New Delhi: Banojyotsna Lahiri, a Delhi-based researcher, recalled that one of the first judges of the Supreme Court who was assigned her partner Umar Khalid’s bail petition said it would take “two minutes” to complete the proceedings.
Khalid, a 36-year-old political activist, accused of instigating Hindu-Muslims riots in Delhi in February 2020, had filed his bail petition in May. It was 12 July when a bench of Justice AS Bopanna and Justice M M Sundresh said it was a matter that “may take one or two minutes” when the State asked for more time to file a response to the chargesheet running into “thousands of page” even though the court was convening after more than a month-long summer break.
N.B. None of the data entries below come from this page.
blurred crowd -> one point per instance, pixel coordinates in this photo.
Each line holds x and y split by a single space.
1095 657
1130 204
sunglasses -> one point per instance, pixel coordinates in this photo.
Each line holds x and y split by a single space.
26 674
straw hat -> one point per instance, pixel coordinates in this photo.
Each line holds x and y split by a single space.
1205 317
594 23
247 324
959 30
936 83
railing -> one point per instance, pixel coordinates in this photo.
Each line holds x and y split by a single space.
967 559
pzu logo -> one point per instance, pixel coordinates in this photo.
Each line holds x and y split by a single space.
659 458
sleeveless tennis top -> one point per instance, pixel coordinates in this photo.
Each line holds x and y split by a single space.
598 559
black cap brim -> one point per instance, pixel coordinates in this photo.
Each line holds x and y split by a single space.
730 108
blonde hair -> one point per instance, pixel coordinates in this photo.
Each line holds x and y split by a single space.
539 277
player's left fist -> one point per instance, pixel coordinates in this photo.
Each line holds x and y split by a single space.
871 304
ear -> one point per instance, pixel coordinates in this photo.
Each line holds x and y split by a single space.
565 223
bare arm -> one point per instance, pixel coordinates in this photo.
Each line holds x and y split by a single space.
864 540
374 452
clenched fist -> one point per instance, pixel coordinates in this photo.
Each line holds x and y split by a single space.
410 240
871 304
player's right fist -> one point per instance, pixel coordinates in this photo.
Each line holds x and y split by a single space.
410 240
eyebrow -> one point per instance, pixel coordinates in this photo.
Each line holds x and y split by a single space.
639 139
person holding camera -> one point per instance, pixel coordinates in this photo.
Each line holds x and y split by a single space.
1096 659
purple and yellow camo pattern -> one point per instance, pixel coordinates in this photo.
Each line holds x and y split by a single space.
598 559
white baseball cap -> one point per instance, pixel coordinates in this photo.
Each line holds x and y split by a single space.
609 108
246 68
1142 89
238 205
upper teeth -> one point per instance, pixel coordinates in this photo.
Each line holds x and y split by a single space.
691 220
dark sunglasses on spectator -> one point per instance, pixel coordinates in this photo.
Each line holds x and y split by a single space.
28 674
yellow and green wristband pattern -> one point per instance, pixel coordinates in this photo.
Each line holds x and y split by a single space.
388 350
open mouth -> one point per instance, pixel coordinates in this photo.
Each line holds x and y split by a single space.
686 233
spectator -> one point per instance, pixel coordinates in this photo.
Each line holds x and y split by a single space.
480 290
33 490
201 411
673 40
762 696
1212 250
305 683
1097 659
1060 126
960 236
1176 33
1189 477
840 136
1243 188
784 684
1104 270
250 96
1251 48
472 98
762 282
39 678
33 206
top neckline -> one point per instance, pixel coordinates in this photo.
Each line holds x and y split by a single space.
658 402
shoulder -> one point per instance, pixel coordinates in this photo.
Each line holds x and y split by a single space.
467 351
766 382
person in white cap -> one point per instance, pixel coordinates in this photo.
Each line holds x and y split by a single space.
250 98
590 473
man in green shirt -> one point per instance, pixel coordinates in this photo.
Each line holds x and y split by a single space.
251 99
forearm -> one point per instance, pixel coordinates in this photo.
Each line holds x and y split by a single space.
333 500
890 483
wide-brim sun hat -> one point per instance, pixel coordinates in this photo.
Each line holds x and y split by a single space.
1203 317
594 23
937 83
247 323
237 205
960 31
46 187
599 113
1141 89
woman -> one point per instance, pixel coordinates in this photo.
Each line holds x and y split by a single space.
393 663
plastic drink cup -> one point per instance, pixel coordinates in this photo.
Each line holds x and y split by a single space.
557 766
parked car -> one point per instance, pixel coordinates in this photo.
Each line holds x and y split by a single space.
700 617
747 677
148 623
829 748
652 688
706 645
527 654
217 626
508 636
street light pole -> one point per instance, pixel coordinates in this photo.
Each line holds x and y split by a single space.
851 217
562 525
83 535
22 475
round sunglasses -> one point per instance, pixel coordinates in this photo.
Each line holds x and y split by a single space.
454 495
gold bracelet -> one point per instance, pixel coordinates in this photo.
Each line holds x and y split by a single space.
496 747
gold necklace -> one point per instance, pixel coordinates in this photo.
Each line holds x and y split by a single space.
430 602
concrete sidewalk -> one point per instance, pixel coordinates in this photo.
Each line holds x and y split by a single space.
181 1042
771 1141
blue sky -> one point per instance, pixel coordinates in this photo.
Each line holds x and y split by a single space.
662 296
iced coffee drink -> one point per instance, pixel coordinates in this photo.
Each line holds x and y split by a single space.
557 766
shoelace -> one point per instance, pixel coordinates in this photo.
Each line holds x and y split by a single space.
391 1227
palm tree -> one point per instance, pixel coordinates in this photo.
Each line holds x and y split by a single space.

When the judges refused to extend the next hearing beyond 24 July, Banojyotsna felt assured that the proceedings in the country’s highest court would take a fraction of the time it took for Khalid’s bail hearings to be completed in the district court and the Delhi High Court.
With both sides making more extensive arguments than are typical at the stage of bail, the State seeking adjournments as a delaying tactic, scheduling conflicts of lawyers and judges, and illnesses as well as courts slowing during the pandemic, it took six months in the high court for proceedings (May 2022 to October 2022) and eight months in the sessions court (August 2021 to March 2022) to get a verdict.
Despite the demonstrably weak case against Khalid and the courts granting bail to some of his co-defendants, the same judges denied bail to Khalid, whose stature as a symbol of resistance to the authoritarianism and majoritarianism that has thrived under Prime Minister Narendra Modi and the Bharatiya Janata Party has grown in his three years and three months behind bars.
The Supreme Court, contrary to its own jurisprudence of hearing bail pleas quickly (here and here), has surpassed lower courts with a delay of seven months in hearing Khalid’s arguments for bail even though the matter has been listed 10 times before different judges since May 2023.